Nic Silver can’t shake the feeling that if he could just find a few errant pieces of the puzzle, the picture it revealed would expose the connections between everything from the legend of the Baba Yaga to the lost city of Atlantis to Kurt Cobain’s suicide. But part of Tanis’s appeal is that those few pieces remain maddeningly lost, invisible, incomprehensible, or maybe, nonexistent. It could all be a conspiracy. It could all be a ruse. It could all be a coincidence. Maybe we’re only deluding ourselves when we see connections between this that and the other. Or are we making things infinitely more complicated than they really are, when the answer is in front of us, hidden in plain sight, right under the salt shaker?
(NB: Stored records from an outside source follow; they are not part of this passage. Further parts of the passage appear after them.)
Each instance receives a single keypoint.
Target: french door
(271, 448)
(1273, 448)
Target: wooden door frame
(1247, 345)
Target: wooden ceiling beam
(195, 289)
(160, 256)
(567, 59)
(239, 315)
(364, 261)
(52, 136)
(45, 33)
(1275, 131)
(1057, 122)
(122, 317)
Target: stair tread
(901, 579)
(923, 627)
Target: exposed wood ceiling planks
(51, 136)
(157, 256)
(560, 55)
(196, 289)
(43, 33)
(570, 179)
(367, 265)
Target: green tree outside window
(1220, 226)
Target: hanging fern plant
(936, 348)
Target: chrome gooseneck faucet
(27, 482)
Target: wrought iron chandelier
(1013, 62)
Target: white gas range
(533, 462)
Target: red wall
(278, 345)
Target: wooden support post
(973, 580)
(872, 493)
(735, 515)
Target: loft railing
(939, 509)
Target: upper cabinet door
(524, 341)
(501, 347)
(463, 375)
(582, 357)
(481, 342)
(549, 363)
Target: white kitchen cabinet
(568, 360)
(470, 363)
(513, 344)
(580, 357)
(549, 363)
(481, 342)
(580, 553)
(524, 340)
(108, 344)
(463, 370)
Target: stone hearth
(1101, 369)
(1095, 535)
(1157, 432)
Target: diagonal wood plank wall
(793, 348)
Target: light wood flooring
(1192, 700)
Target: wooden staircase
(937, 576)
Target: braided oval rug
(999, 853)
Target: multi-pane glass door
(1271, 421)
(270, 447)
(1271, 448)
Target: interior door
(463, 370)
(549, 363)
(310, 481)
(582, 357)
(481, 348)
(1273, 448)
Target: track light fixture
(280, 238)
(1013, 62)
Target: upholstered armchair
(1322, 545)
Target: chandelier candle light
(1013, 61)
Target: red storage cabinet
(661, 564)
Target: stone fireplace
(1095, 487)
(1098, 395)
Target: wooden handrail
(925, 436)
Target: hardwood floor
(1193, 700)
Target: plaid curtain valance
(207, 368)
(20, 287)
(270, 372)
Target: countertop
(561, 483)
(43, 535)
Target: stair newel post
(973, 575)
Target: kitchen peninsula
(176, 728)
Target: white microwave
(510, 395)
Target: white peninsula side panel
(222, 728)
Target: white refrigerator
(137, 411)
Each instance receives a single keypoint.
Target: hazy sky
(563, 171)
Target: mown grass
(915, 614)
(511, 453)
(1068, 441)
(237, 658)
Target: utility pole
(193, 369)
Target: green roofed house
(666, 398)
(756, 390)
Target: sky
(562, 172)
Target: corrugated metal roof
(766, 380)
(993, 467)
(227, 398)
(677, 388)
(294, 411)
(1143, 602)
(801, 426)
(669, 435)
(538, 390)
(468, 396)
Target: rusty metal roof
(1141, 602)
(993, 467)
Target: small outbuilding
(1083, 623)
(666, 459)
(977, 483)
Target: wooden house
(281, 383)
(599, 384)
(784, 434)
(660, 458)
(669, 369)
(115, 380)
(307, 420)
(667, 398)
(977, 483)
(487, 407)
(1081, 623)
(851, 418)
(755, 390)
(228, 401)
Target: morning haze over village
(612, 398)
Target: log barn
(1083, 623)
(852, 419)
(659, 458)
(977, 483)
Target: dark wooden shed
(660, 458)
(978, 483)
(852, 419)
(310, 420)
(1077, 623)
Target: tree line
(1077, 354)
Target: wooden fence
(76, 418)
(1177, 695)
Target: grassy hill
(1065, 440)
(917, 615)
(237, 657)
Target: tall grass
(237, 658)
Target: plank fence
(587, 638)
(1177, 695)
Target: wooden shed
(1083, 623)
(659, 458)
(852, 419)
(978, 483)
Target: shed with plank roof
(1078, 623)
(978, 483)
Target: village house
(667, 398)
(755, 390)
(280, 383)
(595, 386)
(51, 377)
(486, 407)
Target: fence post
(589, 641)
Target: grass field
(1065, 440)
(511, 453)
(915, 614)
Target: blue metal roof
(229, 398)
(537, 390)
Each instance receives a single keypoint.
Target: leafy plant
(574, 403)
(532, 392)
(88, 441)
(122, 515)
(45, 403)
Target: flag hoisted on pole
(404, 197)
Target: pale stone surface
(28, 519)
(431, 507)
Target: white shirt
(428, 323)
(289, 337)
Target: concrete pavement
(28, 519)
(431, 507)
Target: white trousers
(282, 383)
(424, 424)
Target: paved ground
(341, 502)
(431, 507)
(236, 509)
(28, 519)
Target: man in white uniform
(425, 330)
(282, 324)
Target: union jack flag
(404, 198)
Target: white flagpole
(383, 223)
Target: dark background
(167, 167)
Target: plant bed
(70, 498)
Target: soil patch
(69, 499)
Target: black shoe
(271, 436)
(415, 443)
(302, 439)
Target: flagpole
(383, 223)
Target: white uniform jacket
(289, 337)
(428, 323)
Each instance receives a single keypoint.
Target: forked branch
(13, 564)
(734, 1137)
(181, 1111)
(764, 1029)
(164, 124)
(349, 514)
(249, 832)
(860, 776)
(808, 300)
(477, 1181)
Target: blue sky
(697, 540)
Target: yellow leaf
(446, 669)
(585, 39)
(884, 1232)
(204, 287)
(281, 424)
Unfortunately Tanis, like its sister series, The Black Tapes, starts to fall apart after about the first ten episodes. It starts to feel like the wild goose chase it is, with no end in sight, no order, no real template or plan for the story. Because it’s not, you know, real. The plot keeps getting more convoluted and outrageous. It’s also worth noting that the writers seem willing to entertain demonic influence on the supernatural but not a prevailing counterforce, which bores me. Satanism is a cheap and easy trope in paranormal fiction, but any reference to Christ is either unconsciously made or avoided or perhaps not even considered. We seem much more willing to accept the existence of the devil than Jesus.
This same ground–the desire for enchantment among the bored and cynical information generation–gets covered in Stranger Things much more expertly. When the kids find the other world, it’s easy–it might as well be under the saltshaker; it’s just on the other side of the board. And yet nobody gets there without faith, courage, some arcane knowledge, and a willingness to look a little bit nuts.